Grilled Pork Tenderloin
8 oz pork tenderloin, trimmed
AN Canola oil
AN salt
AN black pepper
Rub:
1 part sage
1 part cayenne
2 parts garlic powder
4 parts chili powder
4 parts cumin
A rub is a great, easy (and healthy) way, to build flavor right onto the meat without needing to serve a sauce on the side. If sauces give you trouble, but you still want to build something from scratch, this is the way to go. There are two different kinds of rubs- dry and wet. Dry rubs are probably the most familiar to everyone. The one I listed above is dry, and a mix I’ve found I rather enjoy. A dry rub is just a mix of spices and/or herbs. A wet rub adds jam, oil, citrus juice, butter, mustard, horseradish…something along those lines to the mix. Even with a wet rub, you usually don’t want it any thinner than a paste because you have to be able to coat a piece of meat with it.
So the way this works, is you mix the rub together. Everyone understands “parts,” right? If we were using teaspoons as a measurement, you’d have 1 tsp sage, 1 tsp cayenne, 2 tsp garlic, 4 tsp chili, 4 tsp cumin, right? Everyone understands? Once this is mixed together, you…stay with me here…rub this mixture all over the meat. You want it to coat the meat in a very thin layer.

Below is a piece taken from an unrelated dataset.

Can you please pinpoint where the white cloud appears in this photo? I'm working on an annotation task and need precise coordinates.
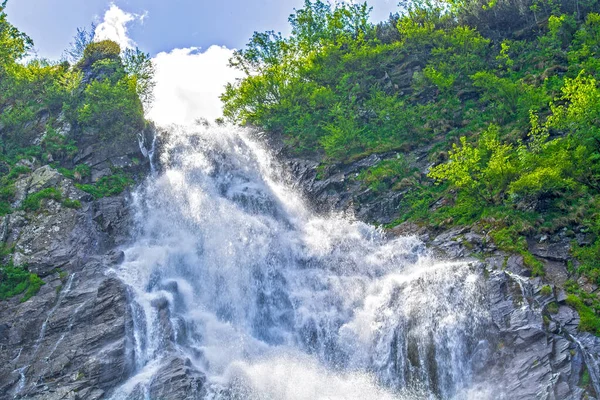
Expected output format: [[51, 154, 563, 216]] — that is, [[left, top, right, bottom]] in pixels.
[[94, 3, 148, 49], [94, 3, 241, 125], [148, 46, 241, 125]]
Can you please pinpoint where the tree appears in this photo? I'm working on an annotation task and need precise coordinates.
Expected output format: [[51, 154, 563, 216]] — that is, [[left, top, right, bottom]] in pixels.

Afterwards, I would let the pork sit a half hour or so. Then, everything else is the same. You rub oil on the tenderloin. Season with salt and pepper. Then grill. And rest.
This is definitely one of those that I would consider moving to the oven after awhile. And while learning the correct doneness of a chop is harder, on something like this, you can take the temperature of the meat. You need a meat thermometer, obviously, which is correctly calibrated, and you want to take the temperature of the middle. A lot of thermometers will have a little notch in it about an inch or two from the bottom. You want that notch, in the middle. One something like this, I personally would pull it from the oven or grill at 130-135 F and allow the carryover cooking to finish it while it rested. Like I said earlier, trichinosis isn’t really a concern anymore. It’s something like 12 reported cases a year on average, most of which are from game meat anyway. But, to be on the safe side, trichinosis is killed at 140 F. So to be on the safe side and disclaimers sake and whatnot, you should wait until 137-140 F to pull it and not blame anything on me.